With a reduction in the line width of the etched ARC layer [0029] 22, the sidewall polymer is inward of its usual location. Accordingly, the subsequent etching of the underlying aluminum layer 20 begins inward of its usual location, and this advantage is compounded through the remainder of the etch process. The result is a steeper metal line 30 that more-closely matches the width of the mask line 14 than what was achieved in the prior art.
The invention is not limited to the exemplary embodiments described above. Other embodiments and variations are within the scope of the invention, as defined by the appended claims. In addition, although various aspects and features of the present invention have been explained or described in relation to beliefs or theories, it should be understood that the invention is not bound to any particular belief or theory. [0030]

Claims

1. A method for etching an aluminum stack on a wafer, comprising:

providing a wafer in an etch chamber, said wafer comprising an aluminum layer over which a titanium-containing inorganic anti-reflective coating (ARC) layer and a photoresist mask are disposed;

etching the inorganic ARC layer according to a pattern in the photoresist layer in a plasma-environment in the etch chamber while flowing a fluorine-containing gas into the etch chamber; and

etching the aluminum layer according to the pattern in the photoresist layer in a plasma-environment in the etch chamber while flowing at least one chlorine-containing gas into the etch chamber.

2. The method of claim 1, wherein the fluorine-containing gas is at least one of CF₄, CHF₃, NF₃and SF₆.

3. The method of claim 1, wherein the inorganic ARC layer comprises a sublayer of titanium and a sublayer of titanium nitride.

4. The method of claim 1, wherein the at least one chorine-containing gas comprises Cl₂and BCl₃, and the Cl₂and BCl₃also are flowed into the etch chamber during the etching of the inorganic ARC layer.

5. The method of claim 4, wherein a volumetric percentage of the fluorine-containing gas in a total gas flow during the etching of the inorganic ARC layer is about 10% to about 40% of the total gas flow.

6. The method of claim 1, wherein a volumetric percentage of the fluorine-containing gas in a total gas flow during the etching of the inorganic ARC layer is about 10% to about 40% of the total gas flow.

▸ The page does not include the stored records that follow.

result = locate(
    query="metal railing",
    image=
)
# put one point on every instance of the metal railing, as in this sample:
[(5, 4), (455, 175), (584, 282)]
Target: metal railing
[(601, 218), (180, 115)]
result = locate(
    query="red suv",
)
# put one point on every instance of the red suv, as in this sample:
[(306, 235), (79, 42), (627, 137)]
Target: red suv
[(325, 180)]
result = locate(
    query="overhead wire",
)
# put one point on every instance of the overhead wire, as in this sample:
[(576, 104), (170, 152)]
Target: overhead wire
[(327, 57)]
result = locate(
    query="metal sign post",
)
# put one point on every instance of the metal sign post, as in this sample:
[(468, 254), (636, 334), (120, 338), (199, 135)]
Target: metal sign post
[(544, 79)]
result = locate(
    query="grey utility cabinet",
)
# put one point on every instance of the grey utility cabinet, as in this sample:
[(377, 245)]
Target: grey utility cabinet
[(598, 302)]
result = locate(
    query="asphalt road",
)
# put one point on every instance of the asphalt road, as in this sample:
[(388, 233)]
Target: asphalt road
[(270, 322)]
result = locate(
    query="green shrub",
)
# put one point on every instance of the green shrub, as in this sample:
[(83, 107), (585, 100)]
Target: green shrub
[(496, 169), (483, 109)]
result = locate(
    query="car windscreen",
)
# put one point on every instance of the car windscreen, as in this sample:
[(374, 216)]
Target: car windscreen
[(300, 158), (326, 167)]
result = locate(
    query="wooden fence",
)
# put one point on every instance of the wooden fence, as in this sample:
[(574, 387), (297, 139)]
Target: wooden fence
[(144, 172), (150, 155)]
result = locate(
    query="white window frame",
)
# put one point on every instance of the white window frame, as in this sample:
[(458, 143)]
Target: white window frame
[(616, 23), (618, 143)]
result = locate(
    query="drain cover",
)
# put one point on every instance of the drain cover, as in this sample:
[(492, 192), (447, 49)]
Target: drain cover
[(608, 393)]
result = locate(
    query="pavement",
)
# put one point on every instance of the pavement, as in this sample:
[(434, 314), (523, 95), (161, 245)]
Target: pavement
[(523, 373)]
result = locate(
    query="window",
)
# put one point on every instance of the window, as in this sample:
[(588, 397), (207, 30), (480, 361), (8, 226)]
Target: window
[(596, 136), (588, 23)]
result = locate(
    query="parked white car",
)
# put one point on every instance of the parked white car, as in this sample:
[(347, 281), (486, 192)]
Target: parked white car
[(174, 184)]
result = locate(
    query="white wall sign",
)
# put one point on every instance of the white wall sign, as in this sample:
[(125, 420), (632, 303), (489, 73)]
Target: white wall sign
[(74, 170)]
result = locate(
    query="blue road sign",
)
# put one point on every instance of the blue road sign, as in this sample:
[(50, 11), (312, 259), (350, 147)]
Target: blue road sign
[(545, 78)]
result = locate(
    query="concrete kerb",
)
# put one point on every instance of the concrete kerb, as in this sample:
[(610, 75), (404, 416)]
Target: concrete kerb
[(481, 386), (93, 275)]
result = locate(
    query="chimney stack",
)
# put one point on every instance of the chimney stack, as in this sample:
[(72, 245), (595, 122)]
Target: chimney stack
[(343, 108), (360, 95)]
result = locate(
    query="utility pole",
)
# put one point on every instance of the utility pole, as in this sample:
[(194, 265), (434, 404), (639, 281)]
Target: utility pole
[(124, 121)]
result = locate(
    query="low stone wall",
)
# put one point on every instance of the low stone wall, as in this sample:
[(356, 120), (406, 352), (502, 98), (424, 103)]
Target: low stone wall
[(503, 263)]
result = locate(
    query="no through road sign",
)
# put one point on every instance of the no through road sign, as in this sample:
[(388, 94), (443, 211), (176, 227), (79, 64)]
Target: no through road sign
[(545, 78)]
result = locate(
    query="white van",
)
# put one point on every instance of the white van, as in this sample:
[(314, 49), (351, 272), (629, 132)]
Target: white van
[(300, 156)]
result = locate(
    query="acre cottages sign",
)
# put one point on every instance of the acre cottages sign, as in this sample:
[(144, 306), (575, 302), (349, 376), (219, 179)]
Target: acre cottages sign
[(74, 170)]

7. The method of claim 6, wherein the volumetric percentage of the fluorine-containing gas in the total gas flow during the etching of the inorganic ARC layer is 30% to 40% of the total gas flow.

8. The method of claim 1, wherein an organic bottom antireflective coating (BARC) layer is between the photoresist mask and the titanium-containing inorganic ARC layer, and further comprising etching the organic BARC layer according to a pattern in the photoresist layer in a plasma-environment in the etch chamber prior to the etching of the inorganic ARC layer.

9. A method of etching metal stack on a wafer, comprising:

providing a wafer comprising a titanium-containing layer on an aluminum layer, with an overlying patterned photoresist mask, in a plasma etch chamber;

etching the titanium-containing layer through the photoresist mask in a plasma environment in the etch chamber while flowing at least one fluorine-containing gas and at least one chlorine-containing gas into the etch chamber;

etching the aluminum layer through the photoresist mask in a plasma environment in the etch chamber while flowing the at least one chlorine-containing gas into the etch chamber.

10. The method of claim 9, wherein the fluorine-containing gas is at least one of CF₄, CHF₃, NF₃, and SF₆.

11. The method of claim 10, wherein the at least one chlorine-containing gas includes both BCl₃and Cl₂.

12. The method of claim 11, wherein a flow ratio of the fluorine-containing gas to the at least one chlorine-containing gas during the etching of the titanium-containing layer is about 10% to about 40% of a total gas flow.